Challenges of Using Nanomaterials in Packaging

Challenges of Using Nanomaterials in Packaging

By Marija Jovic

Due to Nanomaterials’ range of advanced properties, they are being incorporated by the packaging industry at an increased rate. Benefits of using nanomaterials include their ability to improve barrier properties, reduce overall packaging, make active and interactive packaging materials, as well as have antimicrobial properties, repair package when damaged, and release substances that can extend the life of the food in the package.

However, despite this impressive potential for nanotechnology applications in packaging, they have not become mainstream yet. The reasons behind this lie in the consumer wariness, as well as environmental and regulatory concerns and high development and manufacturing costs.

Consumer Safety and Regulation in Different Countries

The main concern regarding the use of nanomaterials is in terms of consumer safety. Studies have shown the possibility of the migration of nanomaterials from packaging into food, with the rate of migration potentially associated with the percentage of nanomaterial present in the packaging material.
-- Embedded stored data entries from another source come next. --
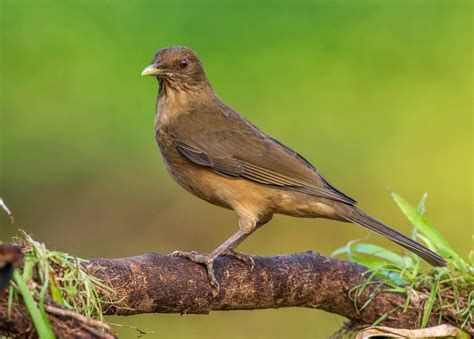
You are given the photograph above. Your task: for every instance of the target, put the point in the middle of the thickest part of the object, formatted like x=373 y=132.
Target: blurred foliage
x=374 y=93
x=445 y=292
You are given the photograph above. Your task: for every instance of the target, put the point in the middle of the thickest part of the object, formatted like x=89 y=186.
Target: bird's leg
x=208 y=259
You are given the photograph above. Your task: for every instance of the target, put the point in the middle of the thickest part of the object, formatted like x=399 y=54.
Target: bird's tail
x=359 y=217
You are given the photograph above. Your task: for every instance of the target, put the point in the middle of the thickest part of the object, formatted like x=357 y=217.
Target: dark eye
x=183 y=63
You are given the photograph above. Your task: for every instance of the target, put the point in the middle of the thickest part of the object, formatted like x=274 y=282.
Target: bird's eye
x=183 y=63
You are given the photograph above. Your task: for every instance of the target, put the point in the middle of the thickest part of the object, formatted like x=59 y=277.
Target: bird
x=216 y=154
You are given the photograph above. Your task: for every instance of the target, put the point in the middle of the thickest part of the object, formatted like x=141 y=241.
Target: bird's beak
x=152 y=70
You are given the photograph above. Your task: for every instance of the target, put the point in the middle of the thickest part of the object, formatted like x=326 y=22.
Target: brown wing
x=231 y=146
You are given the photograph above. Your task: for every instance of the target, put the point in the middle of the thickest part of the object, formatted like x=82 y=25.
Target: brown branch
x=155 y=283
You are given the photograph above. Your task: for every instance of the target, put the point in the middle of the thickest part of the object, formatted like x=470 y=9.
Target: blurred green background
x=376 y=94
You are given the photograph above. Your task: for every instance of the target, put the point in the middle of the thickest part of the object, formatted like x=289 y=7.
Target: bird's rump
x=243 y=151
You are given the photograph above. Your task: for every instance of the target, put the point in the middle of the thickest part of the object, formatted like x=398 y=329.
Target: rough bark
x=155 y=283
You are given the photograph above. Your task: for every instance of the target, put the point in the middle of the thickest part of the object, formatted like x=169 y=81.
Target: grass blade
x=43 y=327
x=423 y=225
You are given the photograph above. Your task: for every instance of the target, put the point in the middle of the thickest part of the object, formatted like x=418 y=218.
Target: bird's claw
x=246 y=259
x=204 y=259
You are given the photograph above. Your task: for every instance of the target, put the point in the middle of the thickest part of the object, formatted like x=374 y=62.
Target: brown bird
x=219 y=156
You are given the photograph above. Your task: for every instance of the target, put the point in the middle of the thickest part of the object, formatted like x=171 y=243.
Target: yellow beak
x=151 y=70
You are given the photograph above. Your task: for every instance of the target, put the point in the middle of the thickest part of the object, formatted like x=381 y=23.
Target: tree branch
x=155 y=283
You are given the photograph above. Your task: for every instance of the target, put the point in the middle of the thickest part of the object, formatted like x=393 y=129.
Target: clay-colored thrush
x=218 y=155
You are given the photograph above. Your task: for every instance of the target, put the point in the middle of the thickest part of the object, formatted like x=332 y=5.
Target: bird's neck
x=174 y=101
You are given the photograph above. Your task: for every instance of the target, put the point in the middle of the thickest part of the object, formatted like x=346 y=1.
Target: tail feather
x=373 y=224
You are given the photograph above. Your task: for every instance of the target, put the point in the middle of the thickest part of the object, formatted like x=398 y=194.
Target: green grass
x=446 y=292
x=60 y=277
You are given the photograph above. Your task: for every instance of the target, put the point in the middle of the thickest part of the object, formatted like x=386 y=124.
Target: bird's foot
x=204 y=259
x=246 y=259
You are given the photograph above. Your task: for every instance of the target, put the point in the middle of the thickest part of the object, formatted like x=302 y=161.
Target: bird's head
x=178 y=67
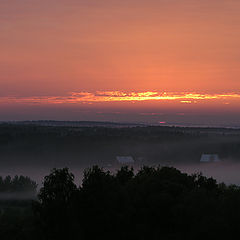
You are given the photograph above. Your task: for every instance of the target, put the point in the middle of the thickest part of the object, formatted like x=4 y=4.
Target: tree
x=55 y=199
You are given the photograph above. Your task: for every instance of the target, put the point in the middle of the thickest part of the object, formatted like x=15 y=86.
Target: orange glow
x=118 y=96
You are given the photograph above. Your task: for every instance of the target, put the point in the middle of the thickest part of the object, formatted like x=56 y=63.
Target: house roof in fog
x=209 y=158
x=125 y=159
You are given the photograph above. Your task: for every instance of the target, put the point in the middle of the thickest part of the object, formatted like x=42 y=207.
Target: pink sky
x=51 y=49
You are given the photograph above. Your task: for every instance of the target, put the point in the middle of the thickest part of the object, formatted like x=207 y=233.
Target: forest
x=151 y=203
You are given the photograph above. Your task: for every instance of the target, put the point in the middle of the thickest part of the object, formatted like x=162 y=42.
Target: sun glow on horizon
x=121 y=96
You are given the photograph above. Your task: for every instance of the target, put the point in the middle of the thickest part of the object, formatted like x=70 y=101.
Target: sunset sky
x=156 y=61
Regulation policies are different in different countries, and are still in development, which adds to the uncertainty on what the future holds. In the USA, the FDA recommends a safety assessment of the product involving nanotechnology prior to its use, and approval on a case-by-case basis.  Two points in particular should be considered in evaluation of the new products: if the material or end product has at least one dimension in the nanoscale range (approximately 1 nm to 100 nm) and if it displays properties attributable to its dimension(s), for the range up to one micrometer.

In Europe, the regulation states that the use of nanoparticles is prohibited in general unless they are specifically authorized in their nano form, and the European Food Safety Authority (EFSA) recommends that nanomaterial risk assessment has to be performed on a case-by-case basis, with just few exemptions. EFSA also proposes that in the cases where there are environmental or health or safety concerns, the 50% nanoparticle threshold should be lowered to 10% only, which relates to food and medical related applications.

Canada evaluates the potential risks and benefits of nanomaterials in packaging through existing legislative and regulatory frameworks. Health Canada, as the Agency in charge of this topic, recommended that manufacturers of health and food products containing nanomaterials have a meeting with the regulatory authorities prior to submitting the product for approval in order to discuss the product’s safety.

Environmental and Other Concerns

Another point worth mentioning is the environmental impact. Recently, the use of biopolymers is gaining more and more momentum, due to its biodegradability. The drawback of such polymers (like  polylactic acid, starch, cellulose, chitosan) is in their mechanical properties, that can be improved using nanomaterials as a filler. Unfortunately, this might impact the biodegradability of the composite material. Not enough studies have been made on the topic, and with contradictory results as well, however, from the ones conducted so far, it seems that slower and reduced biodegradability has been noticed more often than an improved one.

Defined  test  methodologies that would enable the risk assessment of nanotechnology products are still not available which is making the assessment both difficult and  uncertain.  The present state of knowledge still has many gaps which prevents from setting what the level of safety should be. On top of that, there is the need for further migration, toxicological and other studies (like biodegradability) in order to set the right standards.

Finally, careful evaluation of both advantages and disadvantages of using nanomaterials in packaging is needed in order to balance potential benefits and drawbacks on human health and the environment, as well as the cost-effectiveness of the solution.